Reviewed by Barry Pineo, March 10, 2006, Arts

Gary Grinkle's Battles With Wrinkles and Other Troubles in Mudgeville

Dougherty Arts Center, through March 19

Running Time: 35 min

Second Youth Family Theatre has taken on some challenging pieces of theatre in the past, and what a challenging piece of theatre this is. Writing in verse is not easy, even writing in the seemingly simple Seussian verse so familiar from childhood, the verse form Stefan Graves Lanfer uses in this tale of Mudgeville, which seems to be Seuss-inspired as well. Everyone in Mudgeville stays inside. Gary Grinkle can't get the wrinkles out of his clothes, so of course he doesn't want to be seen in public. Maggie Magoulish doesn't want to damage her shoes. Arnold J. Arnold is waiting for his favorite TV show. And Melissa B. Little is afraid – I mean seriously, obsessively, compulsively afraid – of germs.

That's the setup, and what a whirling dervish of a setup it is. Director Whitney Presley has the six actors moving all around the Dougherty Arts Center stage, changing two-sided houses and picture cubes and props, assembling myriad Mudgeville locations as the action flows quickly around it, through it, and over it. The story is always in motion, and the actors express their characters broadly, both physically and vocally, with Pam Friday's costumes embodying their physicality as well as the Seussian flavor of the piece. All the actors wear large, fuzzy headpieces of differing colors and have furry balls of varying types on their shoes, as well as glitter on their faces and light, feathery things sticking out all over the place. They bounce and pose and flounce and pose some more. They look like they've stepped right out of Green Eggs and Ham and onto the stage, which is constantly coated in bright pinks, blues, reds, purples, yellows, and greens. One of them has the biggest, strangest butt I can recall seeing on a stage.
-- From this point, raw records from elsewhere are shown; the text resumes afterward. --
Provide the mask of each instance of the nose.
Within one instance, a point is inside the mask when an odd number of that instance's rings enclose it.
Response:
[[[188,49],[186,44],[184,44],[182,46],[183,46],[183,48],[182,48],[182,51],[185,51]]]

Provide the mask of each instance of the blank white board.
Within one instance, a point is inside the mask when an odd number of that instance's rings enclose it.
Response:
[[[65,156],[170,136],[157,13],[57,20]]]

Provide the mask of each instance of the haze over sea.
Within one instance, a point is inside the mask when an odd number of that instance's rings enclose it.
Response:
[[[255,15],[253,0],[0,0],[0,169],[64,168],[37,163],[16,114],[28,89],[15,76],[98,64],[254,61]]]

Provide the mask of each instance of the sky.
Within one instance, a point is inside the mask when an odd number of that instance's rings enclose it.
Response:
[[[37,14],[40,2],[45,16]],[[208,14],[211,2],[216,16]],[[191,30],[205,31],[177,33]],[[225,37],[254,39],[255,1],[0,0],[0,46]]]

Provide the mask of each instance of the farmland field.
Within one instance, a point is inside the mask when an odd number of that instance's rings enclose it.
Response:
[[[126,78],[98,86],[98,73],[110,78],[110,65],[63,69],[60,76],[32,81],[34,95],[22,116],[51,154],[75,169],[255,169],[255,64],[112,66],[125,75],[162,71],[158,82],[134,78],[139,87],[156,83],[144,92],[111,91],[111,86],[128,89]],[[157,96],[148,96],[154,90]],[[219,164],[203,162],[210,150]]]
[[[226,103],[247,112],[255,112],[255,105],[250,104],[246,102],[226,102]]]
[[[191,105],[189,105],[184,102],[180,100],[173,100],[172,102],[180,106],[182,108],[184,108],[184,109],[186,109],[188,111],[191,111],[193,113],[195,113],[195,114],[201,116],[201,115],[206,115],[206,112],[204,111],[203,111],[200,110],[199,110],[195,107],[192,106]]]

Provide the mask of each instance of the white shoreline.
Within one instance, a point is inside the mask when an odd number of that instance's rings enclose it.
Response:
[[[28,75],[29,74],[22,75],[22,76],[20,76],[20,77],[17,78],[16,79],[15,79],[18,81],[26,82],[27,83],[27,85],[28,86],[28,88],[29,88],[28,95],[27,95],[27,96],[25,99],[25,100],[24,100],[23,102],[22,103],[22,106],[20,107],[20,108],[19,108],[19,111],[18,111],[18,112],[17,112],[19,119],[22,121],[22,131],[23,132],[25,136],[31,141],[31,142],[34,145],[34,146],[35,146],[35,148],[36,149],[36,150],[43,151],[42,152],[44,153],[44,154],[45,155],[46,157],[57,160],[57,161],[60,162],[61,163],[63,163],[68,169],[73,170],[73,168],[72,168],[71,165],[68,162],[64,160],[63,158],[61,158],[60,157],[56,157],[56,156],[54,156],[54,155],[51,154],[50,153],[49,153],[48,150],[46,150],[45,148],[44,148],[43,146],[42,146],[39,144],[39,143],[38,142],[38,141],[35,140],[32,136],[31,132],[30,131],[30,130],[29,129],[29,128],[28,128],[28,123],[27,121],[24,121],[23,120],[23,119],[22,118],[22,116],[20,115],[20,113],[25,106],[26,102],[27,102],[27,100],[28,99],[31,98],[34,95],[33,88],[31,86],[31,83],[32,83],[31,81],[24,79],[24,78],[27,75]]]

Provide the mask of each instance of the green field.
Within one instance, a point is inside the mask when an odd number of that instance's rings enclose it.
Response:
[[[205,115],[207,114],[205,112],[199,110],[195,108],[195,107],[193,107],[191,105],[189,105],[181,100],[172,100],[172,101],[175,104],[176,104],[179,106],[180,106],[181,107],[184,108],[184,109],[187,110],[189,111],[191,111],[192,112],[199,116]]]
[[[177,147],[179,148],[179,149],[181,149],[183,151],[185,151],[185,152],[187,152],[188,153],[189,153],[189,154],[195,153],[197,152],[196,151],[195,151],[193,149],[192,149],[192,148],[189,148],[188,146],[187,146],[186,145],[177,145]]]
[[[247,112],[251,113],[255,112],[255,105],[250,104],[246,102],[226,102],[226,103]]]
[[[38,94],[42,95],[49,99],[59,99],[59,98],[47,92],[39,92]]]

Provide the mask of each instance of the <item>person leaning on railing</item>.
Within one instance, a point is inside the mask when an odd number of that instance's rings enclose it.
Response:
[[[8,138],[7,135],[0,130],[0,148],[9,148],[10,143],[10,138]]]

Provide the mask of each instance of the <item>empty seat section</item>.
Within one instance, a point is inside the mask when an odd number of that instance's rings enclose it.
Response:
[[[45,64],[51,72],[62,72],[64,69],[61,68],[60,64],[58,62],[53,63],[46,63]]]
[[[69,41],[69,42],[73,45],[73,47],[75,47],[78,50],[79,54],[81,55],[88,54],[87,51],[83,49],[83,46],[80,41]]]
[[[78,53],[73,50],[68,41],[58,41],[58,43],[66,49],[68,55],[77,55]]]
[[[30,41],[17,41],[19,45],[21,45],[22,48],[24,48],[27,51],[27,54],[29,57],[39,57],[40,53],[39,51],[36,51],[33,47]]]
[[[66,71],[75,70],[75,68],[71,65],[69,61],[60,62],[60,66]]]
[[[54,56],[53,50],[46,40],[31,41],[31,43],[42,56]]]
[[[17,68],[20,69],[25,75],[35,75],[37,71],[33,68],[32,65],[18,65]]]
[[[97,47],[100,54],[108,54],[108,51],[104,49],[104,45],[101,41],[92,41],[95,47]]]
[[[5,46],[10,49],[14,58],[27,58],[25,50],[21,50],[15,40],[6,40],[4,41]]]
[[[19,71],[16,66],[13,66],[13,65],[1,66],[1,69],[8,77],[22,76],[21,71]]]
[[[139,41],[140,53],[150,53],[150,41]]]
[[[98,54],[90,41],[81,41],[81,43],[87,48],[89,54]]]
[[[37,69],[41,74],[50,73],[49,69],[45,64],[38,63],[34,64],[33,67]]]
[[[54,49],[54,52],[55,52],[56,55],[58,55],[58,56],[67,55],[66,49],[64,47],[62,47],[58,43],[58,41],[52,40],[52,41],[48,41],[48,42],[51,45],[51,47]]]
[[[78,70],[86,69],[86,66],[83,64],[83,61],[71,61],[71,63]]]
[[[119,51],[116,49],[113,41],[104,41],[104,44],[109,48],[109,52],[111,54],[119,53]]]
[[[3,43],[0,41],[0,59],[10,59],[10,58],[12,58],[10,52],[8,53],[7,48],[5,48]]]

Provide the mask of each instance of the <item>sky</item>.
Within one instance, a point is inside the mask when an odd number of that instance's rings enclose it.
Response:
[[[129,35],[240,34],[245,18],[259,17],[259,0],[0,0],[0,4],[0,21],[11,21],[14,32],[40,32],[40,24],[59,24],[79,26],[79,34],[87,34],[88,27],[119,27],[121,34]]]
It's bright, it's fast, and it's loud as well. It has to be, as the action is accompanied by an underscoring of sound that ultimately enhances the sense of watching a children's book come to life. As with writing verse, speaking verse can be challenging, but the actors handle it quite well, especially Leslie Hollingsworth, who as Maggie Magoulish seems to inhabit the storybook world of the play in a very complete way. Despite the largeness and the loudness of it all, the 7-year-old who accompanied me and who talked with me all the way to the theatre and all the way home but was totally silent during the play told me afterward who everyone was and what happened to them.

Speaking of happenings, you might be wondering what happens to the folks in Mudgeville. Well, I wouldn't want to give anything away, so suffice it to say that a story about contact and community is rare to come across these days, and almost as rare is coming across a visually delicious theatrical confection like this.